With many politicians in a state of denial about how much money America actually owes in debt, it is refreshing to see that when someone (in this case President Trump) takes the National Debt seriously, things ca actually get done about it. At the beginning of the year, the Congressional Budget Office estimated that the Federal Government would run a 2017 budget DEFECIT of $559 Billion (which is pretty standard), but encouraging figures so far show that Trump has managed to cut so much waste that we have $182 Billion SURPLUS right now.
Of course, with the way the tax year runs, it is not uncommon to have a small surplus around this time of year, but when you look in comparison to last year, we are over $75 Billion up!
The clear differences are coming from not only President Trump’s policy of cutting out Government waste and expenditure but from increase market confidence and a booming jobs market.
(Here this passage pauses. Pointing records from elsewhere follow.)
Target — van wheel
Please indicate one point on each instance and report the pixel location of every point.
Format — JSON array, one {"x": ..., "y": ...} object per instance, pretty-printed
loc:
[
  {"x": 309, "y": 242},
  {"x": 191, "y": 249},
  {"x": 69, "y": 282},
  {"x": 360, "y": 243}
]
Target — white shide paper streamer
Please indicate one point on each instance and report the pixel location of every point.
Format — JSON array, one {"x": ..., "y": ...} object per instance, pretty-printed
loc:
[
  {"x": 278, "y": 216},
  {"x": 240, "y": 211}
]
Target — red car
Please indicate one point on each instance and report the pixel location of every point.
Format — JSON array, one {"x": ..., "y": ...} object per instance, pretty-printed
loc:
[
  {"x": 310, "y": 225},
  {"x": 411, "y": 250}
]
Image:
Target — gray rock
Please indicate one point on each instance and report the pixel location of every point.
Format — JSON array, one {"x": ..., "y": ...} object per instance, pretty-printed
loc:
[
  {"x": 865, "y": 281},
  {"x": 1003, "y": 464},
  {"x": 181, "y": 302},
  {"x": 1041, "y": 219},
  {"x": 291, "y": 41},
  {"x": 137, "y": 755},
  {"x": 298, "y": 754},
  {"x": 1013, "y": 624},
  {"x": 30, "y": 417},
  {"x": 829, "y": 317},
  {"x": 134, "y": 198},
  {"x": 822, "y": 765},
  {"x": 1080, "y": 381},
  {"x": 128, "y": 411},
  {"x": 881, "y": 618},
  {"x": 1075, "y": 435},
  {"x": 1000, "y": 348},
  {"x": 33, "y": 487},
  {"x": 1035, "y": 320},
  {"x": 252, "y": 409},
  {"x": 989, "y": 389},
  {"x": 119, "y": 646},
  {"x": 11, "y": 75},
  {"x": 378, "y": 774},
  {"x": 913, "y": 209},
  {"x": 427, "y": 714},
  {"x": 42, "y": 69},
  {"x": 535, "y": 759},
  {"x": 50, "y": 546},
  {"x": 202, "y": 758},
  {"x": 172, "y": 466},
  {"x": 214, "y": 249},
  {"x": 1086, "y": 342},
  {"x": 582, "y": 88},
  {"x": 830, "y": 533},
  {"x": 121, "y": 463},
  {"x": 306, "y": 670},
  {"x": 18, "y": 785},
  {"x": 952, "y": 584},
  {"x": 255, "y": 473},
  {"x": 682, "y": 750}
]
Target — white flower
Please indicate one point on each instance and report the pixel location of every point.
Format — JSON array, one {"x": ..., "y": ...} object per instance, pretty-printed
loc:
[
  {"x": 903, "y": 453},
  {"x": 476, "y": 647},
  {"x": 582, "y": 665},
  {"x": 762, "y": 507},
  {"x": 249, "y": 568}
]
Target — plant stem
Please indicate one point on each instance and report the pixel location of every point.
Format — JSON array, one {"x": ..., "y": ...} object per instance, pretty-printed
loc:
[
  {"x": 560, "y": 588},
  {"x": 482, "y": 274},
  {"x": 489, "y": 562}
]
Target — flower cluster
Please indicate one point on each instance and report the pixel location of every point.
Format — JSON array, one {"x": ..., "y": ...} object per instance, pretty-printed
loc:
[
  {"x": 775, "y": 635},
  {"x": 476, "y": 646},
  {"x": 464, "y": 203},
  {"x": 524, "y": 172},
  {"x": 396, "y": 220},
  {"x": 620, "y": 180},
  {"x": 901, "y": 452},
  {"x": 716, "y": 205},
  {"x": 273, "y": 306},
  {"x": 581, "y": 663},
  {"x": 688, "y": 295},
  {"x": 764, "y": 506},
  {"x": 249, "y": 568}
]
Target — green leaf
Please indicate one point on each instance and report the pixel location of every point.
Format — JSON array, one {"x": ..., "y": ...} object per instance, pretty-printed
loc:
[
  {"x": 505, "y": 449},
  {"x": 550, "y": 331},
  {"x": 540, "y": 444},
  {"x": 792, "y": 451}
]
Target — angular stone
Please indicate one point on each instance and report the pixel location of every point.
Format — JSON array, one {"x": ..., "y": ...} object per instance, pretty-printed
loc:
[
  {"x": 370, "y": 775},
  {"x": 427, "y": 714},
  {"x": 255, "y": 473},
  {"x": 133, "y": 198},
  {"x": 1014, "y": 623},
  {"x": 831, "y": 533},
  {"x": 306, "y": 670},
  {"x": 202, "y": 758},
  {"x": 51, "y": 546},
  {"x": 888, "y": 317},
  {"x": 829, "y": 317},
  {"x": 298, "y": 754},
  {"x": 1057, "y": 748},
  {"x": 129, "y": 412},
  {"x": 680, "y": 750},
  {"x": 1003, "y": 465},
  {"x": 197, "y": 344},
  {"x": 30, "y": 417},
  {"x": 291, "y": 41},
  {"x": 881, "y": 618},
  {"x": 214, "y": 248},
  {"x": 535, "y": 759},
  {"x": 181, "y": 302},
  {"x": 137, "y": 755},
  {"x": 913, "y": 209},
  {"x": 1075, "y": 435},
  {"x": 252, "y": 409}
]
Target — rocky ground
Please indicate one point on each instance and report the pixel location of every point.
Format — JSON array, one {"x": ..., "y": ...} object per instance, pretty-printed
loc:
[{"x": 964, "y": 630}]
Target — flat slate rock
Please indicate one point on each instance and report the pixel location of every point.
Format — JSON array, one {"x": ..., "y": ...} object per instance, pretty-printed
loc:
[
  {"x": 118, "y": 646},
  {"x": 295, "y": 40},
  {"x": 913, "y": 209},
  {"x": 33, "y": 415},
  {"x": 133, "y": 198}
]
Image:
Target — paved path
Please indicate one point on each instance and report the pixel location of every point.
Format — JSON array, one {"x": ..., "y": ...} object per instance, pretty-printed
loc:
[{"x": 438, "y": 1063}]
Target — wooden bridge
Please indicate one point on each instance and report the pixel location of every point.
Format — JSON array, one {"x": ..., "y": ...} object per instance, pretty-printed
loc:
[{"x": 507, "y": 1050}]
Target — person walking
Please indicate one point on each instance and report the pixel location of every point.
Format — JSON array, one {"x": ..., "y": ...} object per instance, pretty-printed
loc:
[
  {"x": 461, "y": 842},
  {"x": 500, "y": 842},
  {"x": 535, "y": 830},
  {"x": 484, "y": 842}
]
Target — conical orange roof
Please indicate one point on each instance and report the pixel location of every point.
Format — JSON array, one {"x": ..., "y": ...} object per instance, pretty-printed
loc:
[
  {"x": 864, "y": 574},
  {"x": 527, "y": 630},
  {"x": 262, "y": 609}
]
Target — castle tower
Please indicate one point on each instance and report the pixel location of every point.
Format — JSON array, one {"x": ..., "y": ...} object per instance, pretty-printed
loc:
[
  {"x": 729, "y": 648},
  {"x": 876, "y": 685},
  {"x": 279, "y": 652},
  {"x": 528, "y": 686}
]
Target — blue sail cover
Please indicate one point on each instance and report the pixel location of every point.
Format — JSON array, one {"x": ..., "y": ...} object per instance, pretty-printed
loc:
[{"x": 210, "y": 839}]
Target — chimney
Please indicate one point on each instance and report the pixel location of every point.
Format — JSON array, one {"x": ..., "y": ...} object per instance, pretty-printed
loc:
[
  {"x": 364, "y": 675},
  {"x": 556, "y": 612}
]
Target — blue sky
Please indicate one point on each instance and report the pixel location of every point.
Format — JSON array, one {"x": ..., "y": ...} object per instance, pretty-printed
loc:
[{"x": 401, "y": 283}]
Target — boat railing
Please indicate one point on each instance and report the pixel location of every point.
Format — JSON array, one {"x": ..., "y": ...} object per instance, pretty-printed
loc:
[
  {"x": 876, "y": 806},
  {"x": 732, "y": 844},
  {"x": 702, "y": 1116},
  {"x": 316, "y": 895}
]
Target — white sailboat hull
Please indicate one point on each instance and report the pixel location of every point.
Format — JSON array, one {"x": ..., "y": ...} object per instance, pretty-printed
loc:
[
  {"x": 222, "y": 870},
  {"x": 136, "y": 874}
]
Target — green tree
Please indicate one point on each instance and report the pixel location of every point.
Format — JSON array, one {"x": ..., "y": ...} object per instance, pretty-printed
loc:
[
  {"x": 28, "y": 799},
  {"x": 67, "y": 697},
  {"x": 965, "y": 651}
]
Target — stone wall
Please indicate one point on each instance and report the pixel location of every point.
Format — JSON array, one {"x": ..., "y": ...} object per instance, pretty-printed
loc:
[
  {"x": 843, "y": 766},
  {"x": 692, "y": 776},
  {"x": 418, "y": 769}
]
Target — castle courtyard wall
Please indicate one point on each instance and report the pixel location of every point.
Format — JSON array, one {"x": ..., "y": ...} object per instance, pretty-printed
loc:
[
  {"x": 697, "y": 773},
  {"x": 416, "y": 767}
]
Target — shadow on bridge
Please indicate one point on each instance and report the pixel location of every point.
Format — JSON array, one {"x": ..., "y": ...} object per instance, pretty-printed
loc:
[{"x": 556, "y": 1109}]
More people are in work, unemployment is down, and companies are willing to invest in America and Americans once again.
While it is unlikely that a budget surplus can be maintained throughout the whole year, the fact that we will likely not end up with a massive deficit (which is what year on year increases the National Debt), is an amazing achievement that could signify the start of getting rid of our financial burdens.
On Wednesday, the Treasury Department said that, in April, the federal government accumulated a budget surplus of $182.4 billion — up a stunning $76.4 billion from April 2016.
Astonishingly, this just so happens to be the biggest April surplus since a record set in 2001.
Total receipts were $455.6 billion, up 4% from April 2016. Receipts were boosted by a change in corporate tax filing deadlines from mid-March to mid-April.
Spending in the seventh month of the fiscal year was $273.2 billion, an 18% decrease from the same month last year.
April is usually a surplus month since the government receives tax payments from individuals ahead of the tax-filing deadline. The government’s budget year runs from October through September.
Through the first seven months of the year, the government is running a deficit of $344.4 billion, down 2.4% from the same period a year ago.
The Congressional Budget Office estimated earlier this year that the federal government would run a budget deficit of $559 billion in fiscal 2017, slightly smaller than last year’s deficit of $585.6 billion.